IBM Gains on Better-Than-Expected Earnings: International Business Machines (IBM) saw a 3% increase in its share price after posting adjusted earnings of $2.43 per share for the second quarter, above the $2.20 per share anticipated by LSEG analysts. The company's revenue also surpassed expectations, coming in at $15.77 billion versus the $15.62 billion forecast. 
ServiceNow Jumps on Earnings Beat: ServiceNow's shares rose 6% following the release of its second-quarter earnings, which showed adjusted earnings of $3.13 per share, outpacing the $2.84 per share expected by LSEG. 
Lamb Weston Plummets on Weak Q4 Earnings: Shares of Lamb Weston fell over 28% following disappointing fiscal fourth-quarter results. The company reported adjusted earnings of 78 cents per share, well below the FactSet consensus estimate of $1.26 per share, on revenue of $1.61 billion, which also missed expectations of $1.70 billion. Lamb Weston attributed the weak results to challenging market conditions.
Tesla Tumbles on Earnings Miss and Revenue Decline: Tesla's shares dropped more than 12% after the electric vehicle maker reported second-quarter earnings that fell short of expectations, despite revenue reaching $25.5 billion, above the $24.77 billion consensus. The company's 7% year-over-year decline in auto revenue further weighed on its stock, impacting related EV stocks like Rivian and Lucid, which also saw declines.
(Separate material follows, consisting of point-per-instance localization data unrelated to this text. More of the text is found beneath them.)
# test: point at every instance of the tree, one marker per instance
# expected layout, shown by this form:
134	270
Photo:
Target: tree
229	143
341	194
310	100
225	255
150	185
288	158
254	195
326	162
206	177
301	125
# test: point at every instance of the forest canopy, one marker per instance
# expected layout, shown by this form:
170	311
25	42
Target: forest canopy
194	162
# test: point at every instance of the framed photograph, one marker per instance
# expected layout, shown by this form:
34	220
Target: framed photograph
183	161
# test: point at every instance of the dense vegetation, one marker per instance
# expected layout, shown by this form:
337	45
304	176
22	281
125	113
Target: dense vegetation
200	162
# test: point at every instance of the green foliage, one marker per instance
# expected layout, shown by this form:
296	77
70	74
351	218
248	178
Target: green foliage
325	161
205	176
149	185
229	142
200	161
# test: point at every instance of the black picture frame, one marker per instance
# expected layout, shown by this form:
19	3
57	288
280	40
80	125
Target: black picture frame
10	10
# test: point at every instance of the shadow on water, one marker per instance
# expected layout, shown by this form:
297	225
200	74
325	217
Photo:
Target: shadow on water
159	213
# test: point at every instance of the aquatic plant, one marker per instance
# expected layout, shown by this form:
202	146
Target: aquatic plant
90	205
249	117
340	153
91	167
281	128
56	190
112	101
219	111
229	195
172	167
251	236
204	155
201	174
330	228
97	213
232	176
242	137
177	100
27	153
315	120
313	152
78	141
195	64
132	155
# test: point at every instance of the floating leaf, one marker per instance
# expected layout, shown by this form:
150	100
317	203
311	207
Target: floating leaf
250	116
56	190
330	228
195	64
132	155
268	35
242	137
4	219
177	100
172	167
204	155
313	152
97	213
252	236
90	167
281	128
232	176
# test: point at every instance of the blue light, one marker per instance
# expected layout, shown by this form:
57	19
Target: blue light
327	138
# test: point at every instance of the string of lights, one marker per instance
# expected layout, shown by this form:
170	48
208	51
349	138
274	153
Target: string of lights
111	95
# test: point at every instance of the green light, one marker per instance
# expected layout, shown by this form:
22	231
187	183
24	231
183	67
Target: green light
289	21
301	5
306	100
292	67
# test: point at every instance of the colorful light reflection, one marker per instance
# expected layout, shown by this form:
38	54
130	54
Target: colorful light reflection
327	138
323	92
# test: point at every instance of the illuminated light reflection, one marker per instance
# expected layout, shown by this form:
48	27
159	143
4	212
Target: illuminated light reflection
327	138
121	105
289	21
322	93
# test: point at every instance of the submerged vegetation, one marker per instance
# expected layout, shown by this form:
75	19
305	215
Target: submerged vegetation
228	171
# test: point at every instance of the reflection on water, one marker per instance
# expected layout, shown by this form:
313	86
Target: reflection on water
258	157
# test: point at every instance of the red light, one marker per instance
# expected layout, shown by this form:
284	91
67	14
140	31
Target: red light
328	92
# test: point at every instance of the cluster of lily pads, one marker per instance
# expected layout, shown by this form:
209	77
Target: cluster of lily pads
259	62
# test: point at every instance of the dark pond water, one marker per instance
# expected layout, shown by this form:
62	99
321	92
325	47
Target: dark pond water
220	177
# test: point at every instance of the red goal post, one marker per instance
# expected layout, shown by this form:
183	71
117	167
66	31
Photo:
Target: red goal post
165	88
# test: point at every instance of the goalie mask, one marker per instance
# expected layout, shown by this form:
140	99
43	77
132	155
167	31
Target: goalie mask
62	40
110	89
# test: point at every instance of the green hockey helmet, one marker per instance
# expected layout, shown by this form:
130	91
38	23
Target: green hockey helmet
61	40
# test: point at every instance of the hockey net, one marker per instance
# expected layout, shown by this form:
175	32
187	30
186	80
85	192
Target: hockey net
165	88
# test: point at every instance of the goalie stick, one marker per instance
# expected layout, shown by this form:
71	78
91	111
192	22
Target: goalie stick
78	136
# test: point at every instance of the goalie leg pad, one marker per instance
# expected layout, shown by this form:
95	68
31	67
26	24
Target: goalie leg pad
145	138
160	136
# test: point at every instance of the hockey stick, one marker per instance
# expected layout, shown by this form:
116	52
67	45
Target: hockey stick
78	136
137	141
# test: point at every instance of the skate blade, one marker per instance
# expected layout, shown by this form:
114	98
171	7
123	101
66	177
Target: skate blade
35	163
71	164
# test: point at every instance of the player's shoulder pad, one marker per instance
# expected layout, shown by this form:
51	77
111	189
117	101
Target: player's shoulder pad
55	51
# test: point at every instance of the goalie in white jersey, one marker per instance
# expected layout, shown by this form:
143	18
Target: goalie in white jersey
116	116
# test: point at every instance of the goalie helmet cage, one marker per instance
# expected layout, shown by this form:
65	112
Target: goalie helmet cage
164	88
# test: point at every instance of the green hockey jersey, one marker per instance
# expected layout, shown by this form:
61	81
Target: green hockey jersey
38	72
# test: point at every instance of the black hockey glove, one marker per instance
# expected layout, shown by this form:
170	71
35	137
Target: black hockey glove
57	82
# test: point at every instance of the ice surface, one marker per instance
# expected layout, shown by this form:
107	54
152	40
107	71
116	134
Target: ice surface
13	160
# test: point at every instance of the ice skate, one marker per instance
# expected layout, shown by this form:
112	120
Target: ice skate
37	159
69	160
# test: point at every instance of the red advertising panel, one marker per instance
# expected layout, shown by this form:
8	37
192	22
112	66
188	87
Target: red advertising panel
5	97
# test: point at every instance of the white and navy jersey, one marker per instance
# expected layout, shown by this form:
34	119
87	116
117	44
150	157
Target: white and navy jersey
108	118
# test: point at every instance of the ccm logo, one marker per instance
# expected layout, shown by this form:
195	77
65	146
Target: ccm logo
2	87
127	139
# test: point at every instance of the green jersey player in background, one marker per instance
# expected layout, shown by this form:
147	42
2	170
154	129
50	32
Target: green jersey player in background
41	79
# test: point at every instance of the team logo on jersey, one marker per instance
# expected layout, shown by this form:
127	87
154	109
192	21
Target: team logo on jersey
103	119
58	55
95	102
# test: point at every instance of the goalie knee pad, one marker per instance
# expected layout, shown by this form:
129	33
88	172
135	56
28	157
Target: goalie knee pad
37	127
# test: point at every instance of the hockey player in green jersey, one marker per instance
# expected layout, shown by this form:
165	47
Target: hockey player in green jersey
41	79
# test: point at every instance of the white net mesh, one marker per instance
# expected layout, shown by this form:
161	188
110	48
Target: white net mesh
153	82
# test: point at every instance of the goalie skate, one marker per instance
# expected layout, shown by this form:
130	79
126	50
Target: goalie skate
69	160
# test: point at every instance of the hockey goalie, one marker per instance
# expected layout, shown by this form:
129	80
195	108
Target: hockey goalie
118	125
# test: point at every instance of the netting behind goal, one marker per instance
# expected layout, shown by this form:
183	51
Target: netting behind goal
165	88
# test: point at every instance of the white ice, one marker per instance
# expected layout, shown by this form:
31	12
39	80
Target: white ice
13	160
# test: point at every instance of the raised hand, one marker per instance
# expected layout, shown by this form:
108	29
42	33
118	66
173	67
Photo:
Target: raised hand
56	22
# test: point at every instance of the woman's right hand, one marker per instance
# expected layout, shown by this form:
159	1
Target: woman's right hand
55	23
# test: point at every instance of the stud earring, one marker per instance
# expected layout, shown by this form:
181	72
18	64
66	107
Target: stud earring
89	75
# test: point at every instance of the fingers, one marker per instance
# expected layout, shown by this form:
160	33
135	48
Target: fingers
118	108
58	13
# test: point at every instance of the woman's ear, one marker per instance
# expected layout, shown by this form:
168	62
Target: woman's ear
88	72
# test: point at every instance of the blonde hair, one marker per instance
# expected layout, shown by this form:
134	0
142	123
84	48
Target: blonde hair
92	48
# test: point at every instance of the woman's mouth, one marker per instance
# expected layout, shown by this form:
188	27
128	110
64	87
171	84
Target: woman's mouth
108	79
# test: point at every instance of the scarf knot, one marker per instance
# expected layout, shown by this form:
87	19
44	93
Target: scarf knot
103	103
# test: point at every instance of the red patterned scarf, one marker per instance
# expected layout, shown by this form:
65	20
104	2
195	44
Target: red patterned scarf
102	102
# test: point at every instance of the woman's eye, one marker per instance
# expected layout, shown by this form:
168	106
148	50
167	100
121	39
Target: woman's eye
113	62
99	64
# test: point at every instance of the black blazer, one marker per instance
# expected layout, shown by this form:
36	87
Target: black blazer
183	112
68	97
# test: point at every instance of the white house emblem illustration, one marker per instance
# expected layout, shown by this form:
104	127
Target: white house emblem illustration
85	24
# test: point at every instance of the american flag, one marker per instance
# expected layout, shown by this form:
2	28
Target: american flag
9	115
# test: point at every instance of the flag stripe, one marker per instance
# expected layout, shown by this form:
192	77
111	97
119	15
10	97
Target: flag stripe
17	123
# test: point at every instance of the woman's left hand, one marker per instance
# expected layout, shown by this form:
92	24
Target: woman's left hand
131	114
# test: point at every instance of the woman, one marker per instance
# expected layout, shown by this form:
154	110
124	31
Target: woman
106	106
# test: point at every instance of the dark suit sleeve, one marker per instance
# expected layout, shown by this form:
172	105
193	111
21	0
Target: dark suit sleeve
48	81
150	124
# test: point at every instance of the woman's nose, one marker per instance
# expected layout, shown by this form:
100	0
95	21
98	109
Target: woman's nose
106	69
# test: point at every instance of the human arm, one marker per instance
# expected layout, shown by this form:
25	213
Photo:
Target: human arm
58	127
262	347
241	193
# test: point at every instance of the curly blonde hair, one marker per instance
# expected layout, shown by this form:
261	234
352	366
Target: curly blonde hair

Alphabet Falls on Disappointing YouTube Revenue: Alphabet's shares dropped around 5% after the company reported second-quarter earnings, highlighting a miss in YouTube advertising revenue, which came in at $8.66 billion versus the $8.93 billion expected by StreetAccount. The underperformance in one of Alphabet's key revenue streams raised concerns among investors.
Visa Declines on Revenue Miss: Visa's shares fell 4% after the company reported fiscal third-quarter revenue of $8.9 billion, slightly below the $8.92 billion forecast by LSEG. Despite a 7% increase in payments volume, the revenue miss raised questions about the company's growth trajectory in the highly competitive financial services market.
AT&T Rises on Strong Subscriber Growth: AT&T shares gained over 5% after the telecommunications giant reported the addition of 419,000 wireless phone subscribers, exceeding analyst expectations. The company's earnings per share met LSEG forecasts, though revenue came in slightly below analyst projections, reflecting mixed reactions in the market.
The sharp declines in major indices highlight investor concerns over the sustainability of recent gains and the broader economic outlook. The significant losses in the S&P 500 and Nasdaq, driven by disappointing results from companies like Tesla and Alphabet, underscore the vulnerability of tech stocks amid high expectations. Despite these challenges, some sectors, such as healthcare and energy, showed resilience, suggesting potential areas for investment opportunities. As the earnings season progresses, market participants will closely watch upcoming reports and economic data to understand the trajectory of the recovery and adjust their strategies accordingly.